China’s recent strides in lunar exploration include the deployment of three devices on the moon’s surface, coupled with the successful launch of the Queqiao-2 satellite. This satellite serves as a crucial communication link, bolstering connectivity between Earth and forthcoming missions to the moon’s far side and south pole.

Unlike the secretive approach of the Soviet Union in the past, China’s strategy leans towards transparency, albeit with a hint of mystery surrounding the finer details. Recent revelations showcase the naming and models of lunar spacecraft, steeped in cultural significance. The Mengzhou, translating to “dream ship,” will ferry three astronauts to and from the moon, while the Lanyue, meaning “embrace the moon,” will descend to the lunar surface.

Drawing inspiration from both Russian and American precedents, China’s lunar endeavor presents a novel approach. Unlike its predecessors, China will employ separate launches for the manned module and lunar lander due to the absence of colossal space shuttles. This modular approach bears semblance to SpaceX’s Falcon Heavy, reflecting a contemporary adaptation of past achievements.

Upon reaching lunar orbit, astronauts, known as “taikonauts” in Chinese, will rendezvous with the lunar lander, reminiscent of the Apollo program’s maneuvers.

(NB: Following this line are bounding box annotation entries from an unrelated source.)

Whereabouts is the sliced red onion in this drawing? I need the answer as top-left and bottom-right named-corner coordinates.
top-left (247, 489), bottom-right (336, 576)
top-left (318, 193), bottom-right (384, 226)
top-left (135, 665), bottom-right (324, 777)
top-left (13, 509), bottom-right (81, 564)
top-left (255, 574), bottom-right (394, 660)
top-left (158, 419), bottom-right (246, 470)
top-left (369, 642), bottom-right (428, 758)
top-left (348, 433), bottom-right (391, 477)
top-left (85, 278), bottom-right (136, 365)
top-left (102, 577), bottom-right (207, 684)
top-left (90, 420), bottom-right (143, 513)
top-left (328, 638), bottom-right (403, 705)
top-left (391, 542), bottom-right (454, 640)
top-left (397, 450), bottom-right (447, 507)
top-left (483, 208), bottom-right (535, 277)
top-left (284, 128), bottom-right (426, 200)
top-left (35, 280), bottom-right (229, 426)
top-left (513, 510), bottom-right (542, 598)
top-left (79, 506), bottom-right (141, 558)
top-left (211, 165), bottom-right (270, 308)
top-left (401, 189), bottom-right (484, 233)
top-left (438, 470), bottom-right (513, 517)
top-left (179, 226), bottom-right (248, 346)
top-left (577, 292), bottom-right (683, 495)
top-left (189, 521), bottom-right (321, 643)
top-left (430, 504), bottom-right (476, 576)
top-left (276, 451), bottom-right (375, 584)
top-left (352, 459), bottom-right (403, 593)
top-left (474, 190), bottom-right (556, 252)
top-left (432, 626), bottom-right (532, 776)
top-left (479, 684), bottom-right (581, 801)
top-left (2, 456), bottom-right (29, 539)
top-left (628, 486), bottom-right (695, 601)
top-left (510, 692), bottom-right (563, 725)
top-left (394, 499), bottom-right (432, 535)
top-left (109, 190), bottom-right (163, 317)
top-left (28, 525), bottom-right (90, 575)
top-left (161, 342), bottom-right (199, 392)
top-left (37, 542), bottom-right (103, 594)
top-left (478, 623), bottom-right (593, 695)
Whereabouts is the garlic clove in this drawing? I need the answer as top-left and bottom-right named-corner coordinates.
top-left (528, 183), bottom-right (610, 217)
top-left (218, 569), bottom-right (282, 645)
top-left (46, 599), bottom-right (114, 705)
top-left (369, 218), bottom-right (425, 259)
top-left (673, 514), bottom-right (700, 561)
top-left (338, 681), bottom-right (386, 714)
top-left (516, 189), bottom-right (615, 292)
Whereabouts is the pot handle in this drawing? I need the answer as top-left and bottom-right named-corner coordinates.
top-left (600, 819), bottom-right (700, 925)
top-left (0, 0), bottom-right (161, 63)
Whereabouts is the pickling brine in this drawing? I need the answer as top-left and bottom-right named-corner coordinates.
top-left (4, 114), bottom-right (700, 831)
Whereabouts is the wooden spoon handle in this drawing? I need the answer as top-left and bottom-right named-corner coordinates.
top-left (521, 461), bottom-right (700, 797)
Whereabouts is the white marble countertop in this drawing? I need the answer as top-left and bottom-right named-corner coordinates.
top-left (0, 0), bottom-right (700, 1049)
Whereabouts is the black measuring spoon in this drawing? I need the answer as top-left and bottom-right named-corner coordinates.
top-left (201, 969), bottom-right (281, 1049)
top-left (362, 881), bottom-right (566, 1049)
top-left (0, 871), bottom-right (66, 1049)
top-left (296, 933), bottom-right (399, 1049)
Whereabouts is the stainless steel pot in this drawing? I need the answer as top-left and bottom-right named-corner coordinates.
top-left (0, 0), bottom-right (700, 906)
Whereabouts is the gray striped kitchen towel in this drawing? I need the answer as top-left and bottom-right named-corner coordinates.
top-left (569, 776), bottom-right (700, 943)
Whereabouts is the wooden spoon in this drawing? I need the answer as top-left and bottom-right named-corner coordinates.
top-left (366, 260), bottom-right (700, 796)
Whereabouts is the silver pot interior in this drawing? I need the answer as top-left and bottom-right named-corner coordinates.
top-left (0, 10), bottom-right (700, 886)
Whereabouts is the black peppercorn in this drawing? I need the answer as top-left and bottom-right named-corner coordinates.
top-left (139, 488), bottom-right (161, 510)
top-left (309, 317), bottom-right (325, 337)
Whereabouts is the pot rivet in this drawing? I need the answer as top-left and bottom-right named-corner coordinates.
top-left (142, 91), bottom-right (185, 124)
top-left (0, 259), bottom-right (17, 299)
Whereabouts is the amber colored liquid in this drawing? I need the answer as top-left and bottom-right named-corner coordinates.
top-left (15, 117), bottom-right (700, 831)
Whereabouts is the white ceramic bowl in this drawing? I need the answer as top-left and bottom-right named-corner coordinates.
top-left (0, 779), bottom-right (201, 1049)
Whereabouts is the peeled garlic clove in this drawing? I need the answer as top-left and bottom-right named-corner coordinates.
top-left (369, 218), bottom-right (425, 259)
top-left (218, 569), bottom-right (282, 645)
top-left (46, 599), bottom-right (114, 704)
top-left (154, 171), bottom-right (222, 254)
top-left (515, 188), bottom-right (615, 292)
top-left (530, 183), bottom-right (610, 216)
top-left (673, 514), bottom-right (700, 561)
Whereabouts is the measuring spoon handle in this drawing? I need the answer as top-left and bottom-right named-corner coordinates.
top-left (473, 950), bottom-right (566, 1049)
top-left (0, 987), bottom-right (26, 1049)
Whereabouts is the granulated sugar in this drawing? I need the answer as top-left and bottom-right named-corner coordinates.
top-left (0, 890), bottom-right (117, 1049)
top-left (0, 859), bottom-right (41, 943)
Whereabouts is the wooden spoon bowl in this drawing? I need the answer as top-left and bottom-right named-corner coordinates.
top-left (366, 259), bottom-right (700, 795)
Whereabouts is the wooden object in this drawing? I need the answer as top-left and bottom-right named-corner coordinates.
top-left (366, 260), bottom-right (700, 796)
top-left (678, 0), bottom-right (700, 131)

However, distinct engineering choices mark China’s departure from traditional lunar landing methods.

The Chinese lunar lander, while reminiscent of the Apollo Lunar Module, introduces novel features such as a single set of engines and potential reusability and advance technology. Unlike past missions where lunar modules were discarded, China’s design hints at the possibility of refueling and reuse, opening avenues for sustained lunar exploration.

China Reveals Lunar Mission: Sending 'Taikonauts' To The Moon From 2030 Onwards
A re-creation of the two Chinese spacecraft that will put ‘taikonauts’ on the moon.CSM

Despite these advancements, experts have flagged potential weaknesses, particularly regarding engine protection during landing. Nevertheless, China’s lunar aspirations remain steadfast, with plans for extensive testing and site selection underway.

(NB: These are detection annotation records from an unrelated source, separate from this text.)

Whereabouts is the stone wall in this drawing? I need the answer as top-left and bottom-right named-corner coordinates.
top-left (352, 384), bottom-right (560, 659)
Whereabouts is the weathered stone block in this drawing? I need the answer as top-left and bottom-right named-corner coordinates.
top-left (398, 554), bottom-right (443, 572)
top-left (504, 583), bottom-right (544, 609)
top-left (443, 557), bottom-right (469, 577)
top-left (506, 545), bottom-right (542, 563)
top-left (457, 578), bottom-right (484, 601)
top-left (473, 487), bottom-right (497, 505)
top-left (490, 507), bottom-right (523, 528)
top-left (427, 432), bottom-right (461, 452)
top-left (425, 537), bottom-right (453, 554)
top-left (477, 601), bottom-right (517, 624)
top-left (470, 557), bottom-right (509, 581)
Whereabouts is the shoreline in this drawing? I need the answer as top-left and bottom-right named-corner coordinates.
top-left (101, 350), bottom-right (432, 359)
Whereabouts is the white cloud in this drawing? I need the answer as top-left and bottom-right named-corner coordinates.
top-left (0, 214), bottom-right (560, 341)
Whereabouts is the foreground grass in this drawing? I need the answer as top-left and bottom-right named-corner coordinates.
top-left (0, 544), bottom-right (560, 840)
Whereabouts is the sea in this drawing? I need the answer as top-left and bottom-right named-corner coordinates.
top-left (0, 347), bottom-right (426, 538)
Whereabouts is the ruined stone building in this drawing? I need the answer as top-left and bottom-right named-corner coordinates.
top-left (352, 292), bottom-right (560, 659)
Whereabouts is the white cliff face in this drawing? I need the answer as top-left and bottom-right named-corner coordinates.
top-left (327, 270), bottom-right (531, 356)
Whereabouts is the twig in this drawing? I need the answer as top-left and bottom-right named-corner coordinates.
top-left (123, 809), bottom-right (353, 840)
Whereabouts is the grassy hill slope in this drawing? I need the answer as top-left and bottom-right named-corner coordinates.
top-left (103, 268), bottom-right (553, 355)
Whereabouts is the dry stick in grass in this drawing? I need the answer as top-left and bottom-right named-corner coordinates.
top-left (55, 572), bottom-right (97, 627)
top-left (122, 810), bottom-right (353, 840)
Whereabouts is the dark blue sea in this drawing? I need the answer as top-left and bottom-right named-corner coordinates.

Beyond planting flags and collecting rocks, China envisions establishing a permanent lunar base, the International Lunar Research Station (ILRS), ushering in a new era of international collaboration in space exploration.

While the Artemis agreements spearheaded by NASA have garnered global support, China’s lunar ambitions stand as a formidable contender in shaping the future of space exploration. In conclusion, China’s unveiling of its lunar ambitions not only marks a significant milestone in space exploration but also sets the stage for a new chapter in the ongoing saga of humanity’s quest for the cosmos. As nations vie for supremacy in space, collaboration and innovation emerge as the cornerstones of future lunar endeavors.